Based on current research, TAS2R46 represents a promising target for potential therapeutic applications:

• Anti-inflammatory applications: Given its role in protecting immune cells from oxidative stress damage while maintaining antimicrobial activity, TAS2R46 agonists like absinthin could be developed as anti-inflammatory agents for conditions characterized by excessive ROS production and inflammation .

• Immune modulation: The differential expression of TAS2R46 in monocytes versus macrophages suggests potential applications in modulating immune cell functions and differentiation .

• Taste masking technologies: Understanding the molecular mechanisms of TAS2R46 activation could lead to the development of antagonists or modulators to mask bitter taste in pharmaceuticals while preserving beneficial extra-oral functions.

• Precision medicine approaches: Genetic variations in TAS2R46 might contribute to individual differences in immune function and inflammatory responses, potentially guiding personalized therapeutic strategies.

What are the current technical challenges in studying TAS2R46 and how might they be overcome?

Researchers face several technical challenges when studying TAS2R46:

• Structural characterization: Unlike many other GPCRs, obtaining high-resolution structures of bitter taste receptors remains challenging.
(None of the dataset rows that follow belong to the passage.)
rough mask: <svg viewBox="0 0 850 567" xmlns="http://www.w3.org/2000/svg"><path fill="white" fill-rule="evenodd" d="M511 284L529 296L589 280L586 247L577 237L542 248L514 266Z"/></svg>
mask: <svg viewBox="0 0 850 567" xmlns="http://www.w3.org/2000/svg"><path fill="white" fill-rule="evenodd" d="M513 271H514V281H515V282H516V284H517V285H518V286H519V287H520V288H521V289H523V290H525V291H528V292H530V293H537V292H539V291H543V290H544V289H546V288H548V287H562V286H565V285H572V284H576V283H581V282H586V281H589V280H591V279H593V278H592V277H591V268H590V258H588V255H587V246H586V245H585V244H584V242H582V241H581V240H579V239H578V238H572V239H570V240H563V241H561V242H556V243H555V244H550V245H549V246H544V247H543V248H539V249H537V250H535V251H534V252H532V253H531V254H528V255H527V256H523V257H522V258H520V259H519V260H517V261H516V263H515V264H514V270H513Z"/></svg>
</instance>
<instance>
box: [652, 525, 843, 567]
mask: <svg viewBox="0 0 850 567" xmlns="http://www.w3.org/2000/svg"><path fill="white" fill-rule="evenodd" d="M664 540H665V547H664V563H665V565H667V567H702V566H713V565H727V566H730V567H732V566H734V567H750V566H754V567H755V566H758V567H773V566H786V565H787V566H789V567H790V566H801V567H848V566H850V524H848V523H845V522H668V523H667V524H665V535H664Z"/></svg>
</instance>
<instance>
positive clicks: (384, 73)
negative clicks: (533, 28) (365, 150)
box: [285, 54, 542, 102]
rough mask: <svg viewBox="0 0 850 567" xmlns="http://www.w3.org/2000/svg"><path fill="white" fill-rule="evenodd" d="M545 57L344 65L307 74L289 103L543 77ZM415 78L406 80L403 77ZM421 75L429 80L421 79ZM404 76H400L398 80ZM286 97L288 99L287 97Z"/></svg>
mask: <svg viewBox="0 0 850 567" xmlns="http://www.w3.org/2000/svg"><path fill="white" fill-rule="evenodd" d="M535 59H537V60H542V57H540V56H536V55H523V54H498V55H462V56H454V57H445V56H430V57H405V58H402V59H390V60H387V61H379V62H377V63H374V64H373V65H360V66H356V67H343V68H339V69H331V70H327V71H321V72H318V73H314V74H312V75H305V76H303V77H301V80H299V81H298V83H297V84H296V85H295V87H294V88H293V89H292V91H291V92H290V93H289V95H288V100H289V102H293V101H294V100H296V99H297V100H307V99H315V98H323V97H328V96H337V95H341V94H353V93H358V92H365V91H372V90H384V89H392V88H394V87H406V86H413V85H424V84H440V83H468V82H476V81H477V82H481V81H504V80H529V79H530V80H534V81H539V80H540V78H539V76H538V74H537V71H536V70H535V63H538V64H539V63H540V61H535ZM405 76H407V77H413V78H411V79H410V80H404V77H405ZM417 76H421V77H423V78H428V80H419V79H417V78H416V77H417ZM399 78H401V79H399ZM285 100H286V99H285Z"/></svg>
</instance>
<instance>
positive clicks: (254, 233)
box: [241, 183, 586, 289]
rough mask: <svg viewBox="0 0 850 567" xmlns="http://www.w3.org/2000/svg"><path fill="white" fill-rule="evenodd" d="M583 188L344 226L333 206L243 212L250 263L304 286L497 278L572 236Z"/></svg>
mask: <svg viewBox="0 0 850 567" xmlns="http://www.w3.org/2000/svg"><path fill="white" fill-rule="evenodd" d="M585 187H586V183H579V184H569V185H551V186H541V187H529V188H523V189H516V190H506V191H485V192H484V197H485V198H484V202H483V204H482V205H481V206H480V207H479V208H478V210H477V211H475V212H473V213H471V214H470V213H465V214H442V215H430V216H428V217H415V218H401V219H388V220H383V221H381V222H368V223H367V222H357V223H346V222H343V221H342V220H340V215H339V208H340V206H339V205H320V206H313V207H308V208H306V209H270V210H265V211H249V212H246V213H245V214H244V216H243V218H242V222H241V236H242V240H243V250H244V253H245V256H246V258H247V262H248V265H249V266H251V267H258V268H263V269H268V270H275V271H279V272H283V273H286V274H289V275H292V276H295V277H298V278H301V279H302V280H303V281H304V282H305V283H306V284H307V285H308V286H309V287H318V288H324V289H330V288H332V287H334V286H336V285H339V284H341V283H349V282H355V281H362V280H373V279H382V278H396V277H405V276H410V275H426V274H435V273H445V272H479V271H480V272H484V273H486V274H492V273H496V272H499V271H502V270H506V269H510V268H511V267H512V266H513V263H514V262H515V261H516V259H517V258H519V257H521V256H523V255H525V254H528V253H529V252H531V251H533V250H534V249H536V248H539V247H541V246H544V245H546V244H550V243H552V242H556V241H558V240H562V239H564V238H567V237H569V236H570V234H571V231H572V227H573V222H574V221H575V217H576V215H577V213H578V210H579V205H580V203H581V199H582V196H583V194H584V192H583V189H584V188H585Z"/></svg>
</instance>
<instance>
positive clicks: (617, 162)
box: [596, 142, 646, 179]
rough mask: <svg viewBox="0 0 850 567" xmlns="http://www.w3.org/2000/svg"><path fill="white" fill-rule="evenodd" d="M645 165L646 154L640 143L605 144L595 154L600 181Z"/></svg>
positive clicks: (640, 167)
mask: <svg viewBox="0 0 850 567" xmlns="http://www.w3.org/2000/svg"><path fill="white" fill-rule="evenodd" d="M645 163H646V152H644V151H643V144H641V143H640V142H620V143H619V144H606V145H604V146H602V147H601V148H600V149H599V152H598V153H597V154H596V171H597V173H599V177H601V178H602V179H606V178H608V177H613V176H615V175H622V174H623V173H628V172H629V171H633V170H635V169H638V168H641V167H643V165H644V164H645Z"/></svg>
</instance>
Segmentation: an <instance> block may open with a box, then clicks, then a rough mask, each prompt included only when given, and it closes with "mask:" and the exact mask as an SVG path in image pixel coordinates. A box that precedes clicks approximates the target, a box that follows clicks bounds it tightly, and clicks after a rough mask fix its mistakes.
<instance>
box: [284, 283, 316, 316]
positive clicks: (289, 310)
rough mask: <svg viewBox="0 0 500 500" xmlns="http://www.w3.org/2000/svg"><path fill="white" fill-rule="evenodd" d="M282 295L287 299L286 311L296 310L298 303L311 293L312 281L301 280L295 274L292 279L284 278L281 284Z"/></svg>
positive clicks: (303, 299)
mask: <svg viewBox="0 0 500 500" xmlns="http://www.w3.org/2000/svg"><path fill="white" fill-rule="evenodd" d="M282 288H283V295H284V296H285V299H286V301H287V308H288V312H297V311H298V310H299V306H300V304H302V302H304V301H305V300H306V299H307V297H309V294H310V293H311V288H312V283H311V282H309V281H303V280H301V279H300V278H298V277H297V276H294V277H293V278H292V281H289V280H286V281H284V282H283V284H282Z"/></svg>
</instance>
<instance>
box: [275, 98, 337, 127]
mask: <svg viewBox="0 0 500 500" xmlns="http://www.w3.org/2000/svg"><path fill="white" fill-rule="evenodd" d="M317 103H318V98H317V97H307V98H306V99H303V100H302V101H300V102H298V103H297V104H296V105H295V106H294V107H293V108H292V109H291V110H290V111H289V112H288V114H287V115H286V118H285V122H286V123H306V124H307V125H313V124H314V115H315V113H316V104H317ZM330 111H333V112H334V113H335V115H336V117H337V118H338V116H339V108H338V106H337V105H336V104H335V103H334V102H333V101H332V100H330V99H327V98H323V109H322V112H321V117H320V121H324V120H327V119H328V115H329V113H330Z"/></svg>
Recent advances in cryo-electron microscopy and computational modeling could help overcome these limitations .

• Species differences: Extrapolating findings between different species requires careful validation due to potential differences in receptor sequence, expression, and function. Comparative studies between human and non-human primate TAS2R46 could provide valuable insights.

• Expression systems: Optimal expression of functional TAS2R46 requires careful consideration of expression systems and induction conditions. The use of tetracycline-inducible systems with optimized induction times (3-5 hours for TAS2R46) can improve experimental outcomes .

• Physiological relevance: Connecting in vitro findings to in vivo functions remains challenging. The development of conditional knockout models and tissue-specific approaches could help address this gap.

• Signaling complexity: TAS2R46 likely activates multiple signaling pathways that may vary across cell types. Advanced proteomic and phosphoproteomic analyses could help delineate these complex signaling networks.